For a purely quantitative standpoint, Gibbs said S&P Investment Advisory Services isn’t a fan of single-factor investing. “It is very hard to get higher risk-adjusted returns and persistence over time,” she said. “We always look at more than one component. We don’t like to put all our eggs in one basket, in just value or just momentum, and certainly not just in small cap.”
Gibb said S&P Investment Advisory Services tends to include the best of breeds in their portfolio, “not just taking your highest-weighted value but maybe value with some momentum.” Those combinations, at least in S&P Investment Advisory Services’ research, are the type of styles that tend to outperform on a consistent basis and give you better risk-adjusted returns, she said.
Vogel said the notion of working hard to add smart-beta funds to get very little in return is worth contemplating.
He said one tool worth using, active share, measures how different a portfolio is relative to the market-cap weighted index. A fund with an active share of 0 is a 100% market-cap weighted index while something with a score 100 which is 100% different from the market-cap weighted index. “It is important for the adviser to understand that if I buy [one sample fund it’s 70% the market, 30% active and if I buy [another] it’s 90% active, 10% passive,” he said.
A second tool worth using is visual active share, which plots the holdings of the ETF along certain dimensions such as book-to-market, market capitalization, and the like, compare it to other benchmarks such as the S&P 500. “Those tools help advisers ascertain what they are actually buying,” Vogel said.
Another resource to consider for smart-beta ETFs is www.ETF.com, said Rosenbluth.
The biggest risks associated with smart-beta funds? Understanding the product
The experts suggested that investors not knowing what they are buying is among the biggest risks associated smart-beta funds.
“People don’t know what they are really getting inside the portfolio,” said Rosenbluth. “The name of the fund doesn’t tell you what’s inside the portfolio. You [could] think two things are similar and you buy the cheaper one” but the two funds aren’t similar at all.
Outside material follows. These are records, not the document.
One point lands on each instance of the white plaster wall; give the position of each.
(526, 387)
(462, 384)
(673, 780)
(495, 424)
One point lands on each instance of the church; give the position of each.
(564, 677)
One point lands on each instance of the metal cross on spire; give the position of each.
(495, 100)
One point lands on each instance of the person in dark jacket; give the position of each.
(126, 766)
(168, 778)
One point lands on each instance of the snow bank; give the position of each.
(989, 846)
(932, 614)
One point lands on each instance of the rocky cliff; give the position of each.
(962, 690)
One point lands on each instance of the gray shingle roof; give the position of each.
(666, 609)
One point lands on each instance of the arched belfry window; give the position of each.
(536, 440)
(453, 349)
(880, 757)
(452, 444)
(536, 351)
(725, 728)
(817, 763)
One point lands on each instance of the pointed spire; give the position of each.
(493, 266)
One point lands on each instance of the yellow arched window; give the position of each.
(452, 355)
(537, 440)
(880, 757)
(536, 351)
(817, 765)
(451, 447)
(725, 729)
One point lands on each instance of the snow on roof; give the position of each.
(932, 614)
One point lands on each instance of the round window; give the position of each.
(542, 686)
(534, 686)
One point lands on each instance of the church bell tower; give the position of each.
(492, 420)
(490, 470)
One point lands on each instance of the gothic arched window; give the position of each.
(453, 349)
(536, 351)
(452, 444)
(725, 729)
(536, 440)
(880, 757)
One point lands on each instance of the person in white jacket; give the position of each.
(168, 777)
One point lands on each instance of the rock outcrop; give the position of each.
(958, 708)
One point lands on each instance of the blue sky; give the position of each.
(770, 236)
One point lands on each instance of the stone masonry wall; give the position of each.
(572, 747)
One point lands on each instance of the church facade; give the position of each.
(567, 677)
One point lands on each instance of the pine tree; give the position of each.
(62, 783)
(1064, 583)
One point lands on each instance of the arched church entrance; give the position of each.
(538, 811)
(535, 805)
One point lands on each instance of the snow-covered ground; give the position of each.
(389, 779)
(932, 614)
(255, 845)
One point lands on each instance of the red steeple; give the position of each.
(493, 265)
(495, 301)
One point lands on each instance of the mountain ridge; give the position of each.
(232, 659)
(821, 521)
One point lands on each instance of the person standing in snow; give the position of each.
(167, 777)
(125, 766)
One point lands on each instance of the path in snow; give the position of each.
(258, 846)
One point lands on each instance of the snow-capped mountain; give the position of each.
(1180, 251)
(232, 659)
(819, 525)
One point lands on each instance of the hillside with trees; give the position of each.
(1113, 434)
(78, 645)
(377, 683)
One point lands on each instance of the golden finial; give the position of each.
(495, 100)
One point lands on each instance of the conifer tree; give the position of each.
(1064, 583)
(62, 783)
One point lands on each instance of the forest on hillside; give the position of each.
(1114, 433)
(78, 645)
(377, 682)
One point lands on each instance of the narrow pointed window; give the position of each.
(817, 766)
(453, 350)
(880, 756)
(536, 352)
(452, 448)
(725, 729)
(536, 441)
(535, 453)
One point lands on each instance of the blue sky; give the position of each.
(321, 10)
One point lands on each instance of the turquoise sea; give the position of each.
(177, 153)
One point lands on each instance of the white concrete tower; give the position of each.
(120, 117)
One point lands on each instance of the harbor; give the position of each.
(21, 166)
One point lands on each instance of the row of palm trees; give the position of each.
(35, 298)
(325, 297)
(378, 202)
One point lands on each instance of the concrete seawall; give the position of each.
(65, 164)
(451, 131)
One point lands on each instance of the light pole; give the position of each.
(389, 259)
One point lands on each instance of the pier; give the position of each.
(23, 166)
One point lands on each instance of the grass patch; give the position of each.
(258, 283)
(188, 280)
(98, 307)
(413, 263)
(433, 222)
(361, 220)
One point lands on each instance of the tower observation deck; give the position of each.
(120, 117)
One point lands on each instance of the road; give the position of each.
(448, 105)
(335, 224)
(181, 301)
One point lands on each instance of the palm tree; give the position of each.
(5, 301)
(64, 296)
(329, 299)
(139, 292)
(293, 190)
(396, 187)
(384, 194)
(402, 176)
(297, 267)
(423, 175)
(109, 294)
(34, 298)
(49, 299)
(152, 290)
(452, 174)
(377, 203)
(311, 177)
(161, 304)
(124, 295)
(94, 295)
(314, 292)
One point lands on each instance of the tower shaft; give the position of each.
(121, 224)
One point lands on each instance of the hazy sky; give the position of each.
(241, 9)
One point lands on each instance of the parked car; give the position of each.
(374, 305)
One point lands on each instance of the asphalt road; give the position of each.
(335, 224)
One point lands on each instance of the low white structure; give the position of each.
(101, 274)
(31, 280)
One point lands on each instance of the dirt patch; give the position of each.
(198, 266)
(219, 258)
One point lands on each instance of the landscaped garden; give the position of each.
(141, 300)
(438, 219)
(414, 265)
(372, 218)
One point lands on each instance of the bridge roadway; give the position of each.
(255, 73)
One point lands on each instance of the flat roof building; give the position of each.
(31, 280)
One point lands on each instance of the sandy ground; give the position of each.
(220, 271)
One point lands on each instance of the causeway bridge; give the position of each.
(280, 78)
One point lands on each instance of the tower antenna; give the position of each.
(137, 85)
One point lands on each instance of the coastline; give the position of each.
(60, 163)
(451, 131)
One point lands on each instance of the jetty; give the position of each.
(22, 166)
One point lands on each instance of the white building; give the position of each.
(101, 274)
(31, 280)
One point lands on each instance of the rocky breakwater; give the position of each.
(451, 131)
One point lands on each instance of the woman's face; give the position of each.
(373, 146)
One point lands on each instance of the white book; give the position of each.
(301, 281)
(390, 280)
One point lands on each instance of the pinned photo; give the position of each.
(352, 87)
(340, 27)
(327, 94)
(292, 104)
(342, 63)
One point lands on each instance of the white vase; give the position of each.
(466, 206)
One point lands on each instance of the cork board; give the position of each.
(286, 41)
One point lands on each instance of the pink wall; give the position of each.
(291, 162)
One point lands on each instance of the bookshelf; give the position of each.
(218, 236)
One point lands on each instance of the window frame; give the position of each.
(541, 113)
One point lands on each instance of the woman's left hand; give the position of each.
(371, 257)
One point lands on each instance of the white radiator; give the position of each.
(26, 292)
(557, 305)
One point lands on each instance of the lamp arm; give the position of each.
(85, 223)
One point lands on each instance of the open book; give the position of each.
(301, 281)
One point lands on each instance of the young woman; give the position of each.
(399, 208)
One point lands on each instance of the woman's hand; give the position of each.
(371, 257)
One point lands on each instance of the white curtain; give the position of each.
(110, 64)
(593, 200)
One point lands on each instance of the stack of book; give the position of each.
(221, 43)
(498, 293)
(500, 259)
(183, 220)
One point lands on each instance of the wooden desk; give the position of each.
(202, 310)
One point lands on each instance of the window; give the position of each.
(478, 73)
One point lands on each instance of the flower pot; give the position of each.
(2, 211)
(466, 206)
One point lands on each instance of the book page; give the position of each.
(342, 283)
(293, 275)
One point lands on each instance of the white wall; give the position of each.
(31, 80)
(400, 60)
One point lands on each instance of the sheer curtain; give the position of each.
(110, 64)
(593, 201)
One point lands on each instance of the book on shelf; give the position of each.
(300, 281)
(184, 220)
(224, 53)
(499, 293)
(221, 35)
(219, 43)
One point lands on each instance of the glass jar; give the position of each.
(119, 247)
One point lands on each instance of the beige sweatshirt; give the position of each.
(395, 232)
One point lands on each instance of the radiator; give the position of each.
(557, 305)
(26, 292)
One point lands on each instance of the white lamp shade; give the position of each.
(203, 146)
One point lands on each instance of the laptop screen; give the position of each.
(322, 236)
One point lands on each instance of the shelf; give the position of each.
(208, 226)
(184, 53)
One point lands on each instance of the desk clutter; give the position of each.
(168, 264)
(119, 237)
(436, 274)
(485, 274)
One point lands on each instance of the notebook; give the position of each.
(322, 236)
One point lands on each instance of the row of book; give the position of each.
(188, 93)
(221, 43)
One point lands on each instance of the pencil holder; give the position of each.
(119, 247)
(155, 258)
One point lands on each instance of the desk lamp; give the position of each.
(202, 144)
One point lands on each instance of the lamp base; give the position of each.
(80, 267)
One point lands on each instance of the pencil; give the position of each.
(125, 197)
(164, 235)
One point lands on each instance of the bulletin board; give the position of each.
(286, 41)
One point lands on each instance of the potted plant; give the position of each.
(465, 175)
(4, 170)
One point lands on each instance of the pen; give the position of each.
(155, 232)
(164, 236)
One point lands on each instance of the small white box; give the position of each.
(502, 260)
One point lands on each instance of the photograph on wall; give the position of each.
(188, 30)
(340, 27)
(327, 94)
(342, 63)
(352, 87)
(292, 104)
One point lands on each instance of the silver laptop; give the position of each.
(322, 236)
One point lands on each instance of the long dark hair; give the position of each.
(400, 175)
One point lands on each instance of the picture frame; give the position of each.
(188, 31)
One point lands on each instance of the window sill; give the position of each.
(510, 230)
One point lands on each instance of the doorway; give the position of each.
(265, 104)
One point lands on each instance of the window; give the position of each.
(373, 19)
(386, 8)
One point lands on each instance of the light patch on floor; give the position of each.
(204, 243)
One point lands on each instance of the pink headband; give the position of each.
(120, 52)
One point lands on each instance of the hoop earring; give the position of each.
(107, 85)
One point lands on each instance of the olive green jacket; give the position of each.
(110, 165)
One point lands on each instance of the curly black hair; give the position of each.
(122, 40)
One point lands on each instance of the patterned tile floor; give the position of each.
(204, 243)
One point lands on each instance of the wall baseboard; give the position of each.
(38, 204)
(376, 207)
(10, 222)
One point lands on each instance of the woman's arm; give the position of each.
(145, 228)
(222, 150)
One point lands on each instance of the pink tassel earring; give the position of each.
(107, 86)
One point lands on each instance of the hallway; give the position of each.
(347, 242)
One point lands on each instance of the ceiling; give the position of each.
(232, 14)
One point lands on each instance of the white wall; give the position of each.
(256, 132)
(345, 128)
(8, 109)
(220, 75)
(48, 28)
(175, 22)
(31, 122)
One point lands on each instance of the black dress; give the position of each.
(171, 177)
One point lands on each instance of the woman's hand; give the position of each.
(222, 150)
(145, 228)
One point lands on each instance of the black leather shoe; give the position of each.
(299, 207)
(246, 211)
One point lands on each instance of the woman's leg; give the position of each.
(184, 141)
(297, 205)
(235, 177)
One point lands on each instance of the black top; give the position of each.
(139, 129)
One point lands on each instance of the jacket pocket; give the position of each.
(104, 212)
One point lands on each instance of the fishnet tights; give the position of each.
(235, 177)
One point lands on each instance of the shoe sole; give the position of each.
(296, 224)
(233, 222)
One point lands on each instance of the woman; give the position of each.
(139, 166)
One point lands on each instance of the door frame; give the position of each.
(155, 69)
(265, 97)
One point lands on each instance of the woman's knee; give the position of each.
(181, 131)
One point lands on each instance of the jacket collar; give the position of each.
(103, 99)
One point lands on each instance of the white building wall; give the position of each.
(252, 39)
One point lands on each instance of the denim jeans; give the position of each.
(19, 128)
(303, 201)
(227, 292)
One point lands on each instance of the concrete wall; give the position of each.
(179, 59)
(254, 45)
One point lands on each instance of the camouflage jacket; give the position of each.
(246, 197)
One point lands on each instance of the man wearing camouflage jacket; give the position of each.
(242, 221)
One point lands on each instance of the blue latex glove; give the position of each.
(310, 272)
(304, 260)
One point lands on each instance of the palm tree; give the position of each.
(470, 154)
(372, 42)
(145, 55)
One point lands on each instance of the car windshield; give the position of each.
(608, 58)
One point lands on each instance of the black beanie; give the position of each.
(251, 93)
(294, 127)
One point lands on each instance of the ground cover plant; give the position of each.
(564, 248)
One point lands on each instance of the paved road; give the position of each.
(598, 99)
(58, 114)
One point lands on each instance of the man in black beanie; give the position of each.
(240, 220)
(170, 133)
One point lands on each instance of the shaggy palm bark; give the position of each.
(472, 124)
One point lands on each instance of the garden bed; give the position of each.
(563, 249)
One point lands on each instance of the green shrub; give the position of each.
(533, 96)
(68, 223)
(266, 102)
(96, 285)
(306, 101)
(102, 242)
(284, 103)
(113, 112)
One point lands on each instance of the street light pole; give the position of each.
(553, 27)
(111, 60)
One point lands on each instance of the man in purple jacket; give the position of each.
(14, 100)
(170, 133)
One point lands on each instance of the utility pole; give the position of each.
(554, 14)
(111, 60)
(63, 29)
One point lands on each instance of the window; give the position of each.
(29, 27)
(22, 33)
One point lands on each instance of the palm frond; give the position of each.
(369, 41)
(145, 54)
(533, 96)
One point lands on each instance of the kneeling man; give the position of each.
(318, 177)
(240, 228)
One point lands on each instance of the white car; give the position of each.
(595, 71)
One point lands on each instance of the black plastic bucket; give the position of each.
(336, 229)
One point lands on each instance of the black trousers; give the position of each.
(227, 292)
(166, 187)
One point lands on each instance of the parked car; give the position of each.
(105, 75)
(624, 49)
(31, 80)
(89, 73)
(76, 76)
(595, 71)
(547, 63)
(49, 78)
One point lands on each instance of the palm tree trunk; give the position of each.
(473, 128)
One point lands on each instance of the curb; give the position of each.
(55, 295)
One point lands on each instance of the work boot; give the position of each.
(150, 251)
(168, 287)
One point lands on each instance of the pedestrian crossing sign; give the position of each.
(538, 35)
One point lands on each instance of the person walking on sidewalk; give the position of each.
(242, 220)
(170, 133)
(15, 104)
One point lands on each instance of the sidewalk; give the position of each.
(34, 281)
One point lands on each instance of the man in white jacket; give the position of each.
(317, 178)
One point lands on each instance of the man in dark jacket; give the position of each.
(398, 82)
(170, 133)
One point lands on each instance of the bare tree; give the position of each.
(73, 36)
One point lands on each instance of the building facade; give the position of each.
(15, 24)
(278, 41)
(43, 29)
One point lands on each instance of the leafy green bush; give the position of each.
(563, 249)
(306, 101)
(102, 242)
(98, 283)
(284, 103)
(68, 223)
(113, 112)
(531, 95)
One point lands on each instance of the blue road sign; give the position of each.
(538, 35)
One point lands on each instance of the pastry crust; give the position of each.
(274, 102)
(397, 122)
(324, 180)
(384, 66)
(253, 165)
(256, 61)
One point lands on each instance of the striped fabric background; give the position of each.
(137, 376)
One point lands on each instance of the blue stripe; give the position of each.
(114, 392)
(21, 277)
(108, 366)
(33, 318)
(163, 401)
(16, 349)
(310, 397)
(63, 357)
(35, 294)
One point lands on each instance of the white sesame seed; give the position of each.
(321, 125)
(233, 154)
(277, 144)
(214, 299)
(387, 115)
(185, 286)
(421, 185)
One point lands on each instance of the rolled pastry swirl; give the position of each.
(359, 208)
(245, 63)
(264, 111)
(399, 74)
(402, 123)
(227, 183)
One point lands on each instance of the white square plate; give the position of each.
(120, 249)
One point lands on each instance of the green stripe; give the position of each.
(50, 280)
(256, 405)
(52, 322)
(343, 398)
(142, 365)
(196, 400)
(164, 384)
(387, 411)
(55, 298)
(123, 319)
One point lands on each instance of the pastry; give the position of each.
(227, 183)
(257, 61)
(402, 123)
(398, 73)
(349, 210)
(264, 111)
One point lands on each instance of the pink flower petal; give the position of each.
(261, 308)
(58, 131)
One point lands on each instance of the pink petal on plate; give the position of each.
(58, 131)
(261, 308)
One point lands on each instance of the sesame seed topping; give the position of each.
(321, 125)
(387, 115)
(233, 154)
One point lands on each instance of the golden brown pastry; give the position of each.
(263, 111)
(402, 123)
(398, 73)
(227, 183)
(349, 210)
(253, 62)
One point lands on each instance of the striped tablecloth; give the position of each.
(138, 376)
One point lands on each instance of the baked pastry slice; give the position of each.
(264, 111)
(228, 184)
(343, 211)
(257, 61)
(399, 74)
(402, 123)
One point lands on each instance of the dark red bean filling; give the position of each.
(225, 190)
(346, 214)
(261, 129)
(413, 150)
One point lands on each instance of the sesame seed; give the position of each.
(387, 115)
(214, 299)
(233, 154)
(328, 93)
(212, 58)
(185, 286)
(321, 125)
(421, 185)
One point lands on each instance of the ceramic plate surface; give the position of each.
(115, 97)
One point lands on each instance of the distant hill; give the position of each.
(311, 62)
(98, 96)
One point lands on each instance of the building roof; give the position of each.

Gibbs agreed. “A lot of people don’t really understand what they are investing in,” she said. “They may think that they are buying a smart-beta fund as a proxy for something else. They get the names mixed up.” They may think they are buying a midcap proxy but that is not what they are getting.
Vogel meanwhile suggested that “tracking error” — the risk that the smart-beta ETFs underperform the benchmark — is the biggest risk associated with smart-beta funds.